Molecular-phylogenetically, Tomentella minispora is placed in a terminal clade, forming a sister species to T. fuscocinera (Pers.) Donk (sequence accession number AF272942) with a strong bootstrap support of 89. Both species form a sister clade of a still unidentified Tomentella species from Benin (bootstrap support of 70). The recently described new species T. amyloapiculata (sequence accession number EF507262) forms a sister species to all three. The clade composed of the four species (T. minispora, T. fuscocinerea, T. amyloapiculata and Tomentella sp.) is moderately supported by a bootstrap value of 73.
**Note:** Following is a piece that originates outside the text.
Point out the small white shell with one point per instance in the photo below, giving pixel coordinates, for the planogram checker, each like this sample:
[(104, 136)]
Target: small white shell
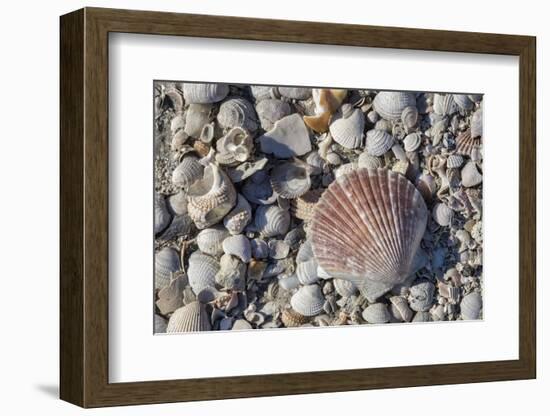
[(378, 142), (271, 220), (238, 246), (377, 313), (189, 318), (308, 300), (347, 127)]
As far as Tomentella baroensis is concerned, it forms a sister species of the group composed of T. pisoniae Suvi & Kõljalg (accession number FM244908) and T. hjortstamiana Suvi & Kõljalg (accession number AM412303) with a strong bootstrap support of 86. A sister of this group (T. pisoniae, T. hjortstamiana and T. baroensis) is Tomentella ellisii (accession AF272913 and UDB003326). T. guinkoii Yorou (accession number JF520430, newly described from Burkina Faso) represents again a sister species of the group comprising the aforementioned species. This internal clade is supported by a very strong bootstrap value of 96.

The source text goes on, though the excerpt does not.